For repositories failing to comply with these requirements Repology may be unable to merge some packages into their designated projects (which, in turn, prevents it from reporting new versions and vulnerabilities), or, which is worse, would merge packages into unrelated projects.

Requirements on package versions:

  • No trimming of version components is allowed. E.g. 1.2.3alpha4 must not be shortened to 1.2.3.
  • No incompatible changes to version scheme. E.g. 1.2.3alpha4, 2.04, 1.4.0-rc5, 1.20.30 must not be conveyed as e.g. 1.2.3.a.4, 2.04000000, 1.4.0.5, and 1.2030 correspondingly. Still, some modifications are allowed, for instance it's OK to change version component separators (1-2_3 equals 1.2.3) or trim trailing zero components (1.2 equals 1.2.0). See libversion documentation for details.
  • It should be possible to strip repository-specific extra version components (such as package epoch and revisions). For instance, 1:2.3.4_5 is OK as long as semicolon separates an epoch and underscore separates a revision, so these can be stripped to get upstream version 2.3.4, while with something like 2.3.4+dfsg1~alpha1+1-2.3 it would be impossible and Repology will have to ignore such version.
  • No unrelated appendages, such as version or name of another product (zfs 0.7.12-4.18.20, where 4.18.20 is version of kernel, not related to version of zfs), or branch name (wine 3.14-staging).
  • Obviously, no fake versions, e.g. versions which were not officially released by upstream.
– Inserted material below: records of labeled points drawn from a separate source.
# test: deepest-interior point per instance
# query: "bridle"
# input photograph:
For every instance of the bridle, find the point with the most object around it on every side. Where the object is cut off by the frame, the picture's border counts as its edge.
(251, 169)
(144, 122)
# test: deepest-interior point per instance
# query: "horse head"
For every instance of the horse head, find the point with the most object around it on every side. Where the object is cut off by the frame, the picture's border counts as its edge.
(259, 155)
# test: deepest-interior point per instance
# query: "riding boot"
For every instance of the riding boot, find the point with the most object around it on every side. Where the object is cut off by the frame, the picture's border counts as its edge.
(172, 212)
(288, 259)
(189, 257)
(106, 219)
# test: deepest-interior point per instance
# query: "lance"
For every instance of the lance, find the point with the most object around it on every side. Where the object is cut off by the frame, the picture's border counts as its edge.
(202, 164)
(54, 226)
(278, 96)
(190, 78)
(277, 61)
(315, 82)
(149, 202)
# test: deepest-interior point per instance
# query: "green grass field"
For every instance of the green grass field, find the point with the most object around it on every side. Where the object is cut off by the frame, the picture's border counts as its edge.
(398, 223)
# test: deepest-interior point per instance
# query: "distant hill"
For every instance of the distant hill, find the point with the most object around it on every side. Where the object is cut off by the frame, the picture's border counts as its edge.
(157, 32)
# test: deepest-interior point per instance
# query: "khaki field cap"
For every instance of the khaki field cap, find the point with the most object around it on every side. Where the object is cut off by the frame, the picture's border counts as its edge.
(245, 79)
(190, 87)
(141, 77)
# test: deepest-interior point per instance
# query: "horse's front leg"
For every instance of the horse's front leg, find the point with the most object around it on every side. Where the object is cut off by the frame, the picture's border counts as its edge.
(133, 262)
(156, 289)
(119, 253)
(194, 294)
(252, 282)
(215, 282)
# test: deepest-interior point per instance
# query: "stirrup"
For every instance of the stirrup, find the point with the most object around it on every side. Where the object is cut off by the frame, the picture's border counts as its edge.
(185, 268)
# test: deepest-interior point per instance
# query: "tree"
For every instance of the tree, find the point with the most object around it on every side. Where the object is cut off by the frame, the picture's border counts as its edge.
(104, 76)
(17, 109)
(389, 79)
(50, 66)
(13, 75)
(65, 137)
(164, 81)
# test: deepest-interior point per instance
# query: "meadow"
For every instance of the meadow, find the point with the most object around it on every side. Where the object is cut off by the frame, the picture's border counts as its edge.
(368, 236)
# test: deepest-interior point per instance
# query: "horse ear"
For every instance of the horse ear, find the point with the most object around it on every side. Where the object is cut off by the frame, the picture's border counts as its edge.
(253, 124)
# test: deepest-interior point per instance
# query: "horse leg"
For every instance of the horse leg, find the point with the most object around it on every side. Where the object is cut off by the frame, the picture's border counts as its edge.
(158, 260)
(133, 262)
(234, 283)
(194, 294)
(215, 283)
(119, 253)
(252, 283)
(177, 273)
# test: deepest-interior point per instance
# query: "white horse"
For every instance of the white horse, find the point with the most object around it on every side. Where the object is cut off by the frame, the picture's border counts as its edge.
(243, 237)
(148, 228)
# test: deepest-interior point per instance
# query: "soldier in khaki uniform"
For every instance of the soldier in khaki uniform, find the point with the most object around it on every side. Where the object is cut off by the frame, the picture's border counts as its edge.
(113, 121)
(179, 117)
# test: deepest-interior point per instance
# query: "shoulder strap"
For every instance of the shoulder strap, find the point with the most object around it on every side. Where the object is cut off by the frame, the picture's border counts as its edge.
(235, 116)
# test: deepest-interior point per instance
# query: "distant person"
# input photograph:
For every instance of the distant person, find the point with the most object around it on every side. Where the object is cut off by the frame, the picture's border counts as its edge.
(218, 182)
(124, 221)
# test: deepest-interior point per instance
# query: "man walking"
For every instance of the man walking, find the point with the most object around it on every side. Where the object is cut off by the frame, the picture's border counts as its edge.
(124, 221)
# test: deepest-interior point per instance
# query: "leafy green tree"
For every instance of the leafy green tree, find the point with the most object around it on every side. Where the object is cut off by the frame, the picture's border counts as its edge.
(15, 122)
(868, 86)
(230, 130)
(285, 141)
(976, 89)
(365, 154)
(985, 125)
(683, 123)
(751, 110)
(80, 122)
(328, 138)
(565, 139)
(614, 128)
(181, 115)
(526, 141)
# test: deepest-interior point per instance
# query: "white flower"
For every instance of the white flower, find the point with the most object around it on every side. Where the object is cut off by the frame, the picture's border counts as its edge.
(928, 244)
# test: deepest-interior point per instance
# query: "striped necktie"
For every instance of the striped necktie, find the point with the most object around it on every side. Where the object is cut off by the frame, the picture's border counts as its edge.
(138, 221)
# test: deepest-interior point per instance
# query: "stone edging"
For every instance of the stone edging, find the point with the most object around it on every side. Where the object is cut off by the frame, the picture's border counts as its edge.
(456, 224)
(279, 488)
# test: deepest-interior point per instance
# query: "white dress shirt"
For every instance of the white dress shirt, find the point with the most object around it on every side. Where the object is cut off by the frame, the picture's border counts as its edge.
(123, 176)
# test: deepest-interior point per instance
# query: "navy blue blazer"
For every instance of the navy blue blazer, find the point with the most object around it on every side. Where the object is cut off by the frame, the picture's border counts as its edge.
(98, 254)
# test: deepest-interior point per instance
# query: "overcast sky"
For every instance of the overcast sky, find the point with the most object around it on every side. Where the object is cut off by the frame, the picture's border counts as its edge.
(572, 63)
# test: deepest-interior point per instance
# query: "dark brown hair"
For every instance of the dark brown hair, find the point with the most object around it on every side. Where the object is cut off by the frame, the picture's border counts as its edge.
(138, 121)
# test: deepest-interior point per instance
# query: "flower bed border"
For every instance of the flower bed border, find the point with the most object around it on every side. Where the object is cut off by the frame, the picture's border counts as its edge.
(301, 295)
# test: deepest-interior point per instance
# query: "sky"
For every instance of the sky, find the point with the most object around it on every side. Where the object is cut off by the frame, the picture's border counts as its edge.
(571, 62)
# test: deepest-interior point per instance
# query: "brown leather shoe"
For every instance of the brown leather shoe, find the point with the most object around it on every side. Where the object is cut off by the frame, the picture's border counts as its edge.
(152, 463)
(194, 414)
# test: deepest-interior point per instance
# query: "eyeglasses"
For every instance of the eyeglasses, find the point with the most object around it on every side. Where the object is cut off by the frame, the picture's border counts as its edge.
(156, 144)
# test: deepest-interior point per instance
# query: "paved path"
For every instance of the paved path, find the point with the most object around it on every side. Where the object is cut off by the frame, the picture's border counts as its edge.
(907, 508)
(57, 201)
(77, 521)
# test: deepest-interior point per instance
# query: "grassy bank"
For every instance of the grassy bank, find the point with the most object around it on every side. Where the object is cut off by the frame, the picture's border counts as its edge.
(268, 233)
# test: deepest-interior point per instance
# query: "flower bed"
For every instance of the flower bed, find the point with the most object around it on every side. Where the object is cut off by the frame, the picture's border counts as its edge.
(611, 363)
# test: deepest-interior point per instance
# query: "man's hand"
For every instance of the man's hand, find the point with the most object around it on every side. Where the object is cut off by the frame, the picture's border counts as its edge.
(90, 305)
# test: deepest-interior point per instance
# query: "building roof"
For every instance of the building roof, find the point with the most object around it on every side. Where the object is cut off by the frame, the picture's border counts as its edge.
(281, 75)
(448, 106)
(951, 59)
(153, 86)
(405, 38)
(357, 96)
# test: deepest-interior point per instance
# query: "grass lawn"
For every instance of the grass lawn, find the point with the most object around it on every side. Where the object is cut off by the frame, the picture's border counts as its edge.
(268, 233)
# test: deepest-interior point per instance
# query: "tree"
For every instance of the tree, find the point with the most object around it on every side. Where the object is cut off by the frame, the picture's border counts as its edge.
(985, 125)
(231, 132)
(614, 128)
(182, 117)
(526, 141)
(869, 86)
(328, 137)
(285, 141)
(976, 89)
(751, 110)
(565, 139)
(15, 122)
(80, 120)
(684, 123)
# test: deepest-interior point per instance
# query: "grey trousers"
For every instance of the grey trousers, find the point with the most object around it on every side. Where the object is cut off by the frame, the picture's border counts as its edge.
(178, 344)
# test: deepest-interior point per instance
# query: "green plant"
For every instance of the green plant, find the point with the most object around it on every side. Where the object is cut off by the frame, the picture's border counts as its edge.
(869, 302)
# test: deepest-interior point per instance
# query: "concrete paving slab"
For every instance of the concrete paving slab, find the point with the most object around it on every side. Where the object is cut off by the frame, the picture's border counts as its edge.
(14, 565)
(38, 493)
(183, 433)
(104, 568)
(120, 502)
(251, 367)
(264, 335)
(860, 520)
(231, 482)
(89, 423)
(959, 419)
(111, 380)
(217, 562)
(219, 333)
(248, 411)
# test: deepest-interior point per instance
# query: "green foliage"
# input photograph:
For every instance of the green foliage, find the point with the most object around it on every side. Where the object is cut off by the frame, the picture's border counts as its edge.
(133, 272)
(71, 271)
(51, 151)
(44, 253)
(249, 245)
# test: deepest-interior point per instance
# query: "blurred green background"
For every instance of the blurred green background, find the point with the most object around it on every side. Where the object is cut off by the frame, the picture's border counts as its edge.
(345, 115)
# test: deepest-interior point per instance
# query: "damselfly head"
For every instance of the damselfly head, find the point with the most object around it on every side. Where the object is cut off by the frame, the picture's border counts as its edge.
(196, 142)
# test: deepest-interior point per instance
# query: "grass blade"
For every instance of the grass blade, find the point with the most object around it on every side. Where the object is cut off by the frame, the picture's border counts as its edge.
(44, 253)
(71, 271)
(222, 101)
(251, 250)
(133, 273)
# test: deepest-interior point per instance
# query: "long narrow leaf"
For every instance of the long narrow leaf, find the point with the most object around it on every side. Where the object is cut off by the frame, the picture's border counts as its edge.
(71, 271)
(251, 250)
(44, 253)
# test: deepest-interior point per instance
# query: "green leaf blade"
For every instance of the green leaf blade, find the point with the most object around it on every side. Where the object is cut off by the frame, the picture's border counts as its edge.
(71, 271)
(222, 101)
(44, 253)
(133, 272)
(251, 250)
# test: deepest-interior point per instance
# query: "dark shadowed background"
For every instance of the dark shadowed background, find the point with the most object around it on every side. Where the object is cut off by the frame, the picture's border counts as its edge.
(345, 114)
Note that a mere mention of "next" version by upstream (in changelog or build system script) does not make it official. A git tag or a release announcement does.
  • Snapshot versions are generally allowed, but impose additional requirements:

    • Are required to have consistent scheme across a repository (so we can reliably match them with a single pattern and process specially).
    • Must be distinguishable from official versions (so no official versions are falsely matched by the named pattern).
    • Must use version relative to the latest official release, that is if a latest upstream release was 1.2, a snapshot may have a version like 1.2.20210101, but not 1.3.20210101 (based on non-existing version) or 20210101 (incompatible scheme).

    Snapshots cannot be compared with each other meaningfully as there's common compatible version format for them (but we'd like repositories to adopt one), but complying to these requirements allows Repology to handle them gracefully, which includes

    • Not treating them as fake versions.
    • Not incorrectly considering them outdated.
    • Being able to report when a snapshot is outdated by a new official release.

Repositories failing to comply with these requirements may have package statuses reported incorrectly or, which is worse, may make Repology report incorrect statuses to other repositories.